Dizer que há duas modalidades de pensamento - um pensamento que é pura baboseira metafísica e um outro pensamento que é mais atrelado às coisas concretas - é a sina do positivismo, lembremos. Se em Bergson o pensamento parece não intervir no real, é porque a busca por um pensamento que vise intervir diretamente no mundo é conservadora, é uma busca pela ação imediata, pela resolução ligeira dos problemas, pela adaptação, pelo encaixe, pelo funcionamento das coisas do mundo como elas são, tais e quais. Se não há um "momento criador" privilegiado em Bergson (critica a ele que também é feita por outros pensadores, como Heidegger e Bachelard, inclusive) é porque esse "momento", em geral, é a "resposta inovadora" de um sujeito psicológico pronto e terminado a um mundo igualmente pronto e terminado. Um interacionismo, pois. É, no máximo, a "face visível" da criação. Uma intervenção criadora, neste sentido, não pode ser uma resposta, um ato de um sujeito pronto frente a outras realidades prontas - outro sujeito, um grupo, um objeto, a sociedade, todos entendidos como coisas -, mas a percepção das nuances e nuagens que criam todos esses "indivíduos" e a sua problematização, que não se resume a uma questão - problematizar não é colocar uma questão, não é partilhar uma montagem no Facebook - mas a inserir-se nesta "tendência" das coisas e, nelas inseridos, agir (e não re-agir, agir de antemão, agir seguindo um script, ainda que o papel que nos caiba neste script seja o de revolucionários).

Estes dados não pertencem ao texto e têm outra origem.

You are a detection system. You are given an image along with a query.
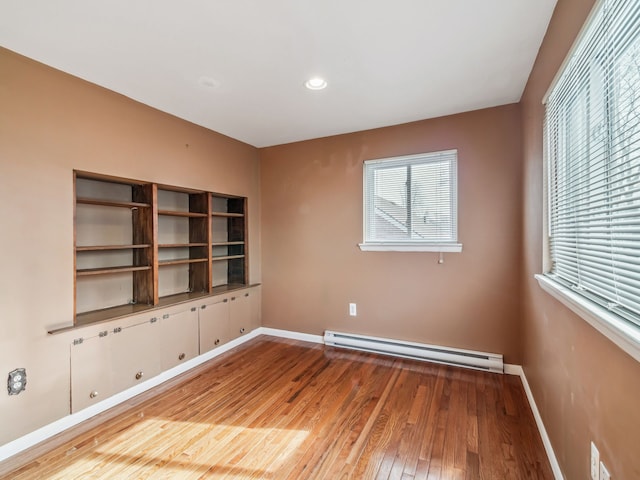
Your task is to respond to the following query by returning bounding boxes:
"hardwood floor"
[0,336,553,480]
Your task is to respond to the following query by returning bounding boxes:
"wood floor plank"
[0,336,553,480]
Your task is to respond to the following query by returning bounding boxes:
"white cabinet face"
[109,322,160,392]
[249,286,262,330]
[160,308,199,370]
[71,336,115,413]
[229,290,251,340]
[198,299,229,354]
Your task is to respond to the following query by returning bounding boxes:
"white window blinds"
[545,0,640,326]
[364,150,459,251]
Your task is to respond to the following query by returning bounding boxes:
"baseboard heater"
[324,330,504,373]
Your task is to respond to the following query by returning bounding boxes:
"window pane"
[365,151,457,244]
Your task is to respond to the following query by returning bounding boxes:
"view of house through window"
[363,150,457,251]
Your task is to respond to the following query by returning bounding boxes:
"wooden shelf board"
[71,303,153,333]
[158,258,208,267]
[156,292,209,307]
[48,283,260,335]
[211,283,250,295]
[211,212,244,218]
[158,243,208,248]
[212,255,244,262]
[158,210,207,218]
[76,265,151,277]
[76,243,151,252]
[76,197,151,208]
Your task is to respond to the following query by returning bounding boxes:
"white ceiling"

Michel Foucault, através dum uso muito particular e peculiar da noção grega de parresía, repensa a relação entre verdade, política e sujeito, colocando o problema do discurso verdadeiro não nas famigeradas condições de possibilidade da veridicção (“em que circunstâncias posso, eu, enunciar um discurso que seja verdadeiro, e não falso?”), mas na questão do real da filosofia, da sua realidade (“em que circunstâncias se pode enunciar um discurso, seja ele verdadeiro ou falso, que intervenha diretamente no contexto ao qual se refere?”). O pensamento visa dizer do real, dizer algo, sim, mas também ser realidade e engrená-la. Pode-se fazê-lo de maneira performática, prevista e articulada de antemão (o juiz que abre a sessão, o padre que reza a missa, o pedido formal de desculpas), mas é imperativo que não se confunda isto com parresía; esta, para além de visar interferir num contexto estabelecido (parresía platônica), demanda do sujeito que a enuncia certa vinculação com o dito (parresía estoica) e, de alguma maneira, põe em xeque o modo de organização e funcionamento do Príncipe e da corte à qual se refere e para quem se dirige, abrindo um risco indeterminado para-quem-fala e para-quem-escuta (parresía cínica, estoica e platônica). A parresía, grosso modo, é um discurso de verdade contra o poder, mas um discurso emitido fora do mesmo, fora de qualquer posição formalizada pela estrutura de poder.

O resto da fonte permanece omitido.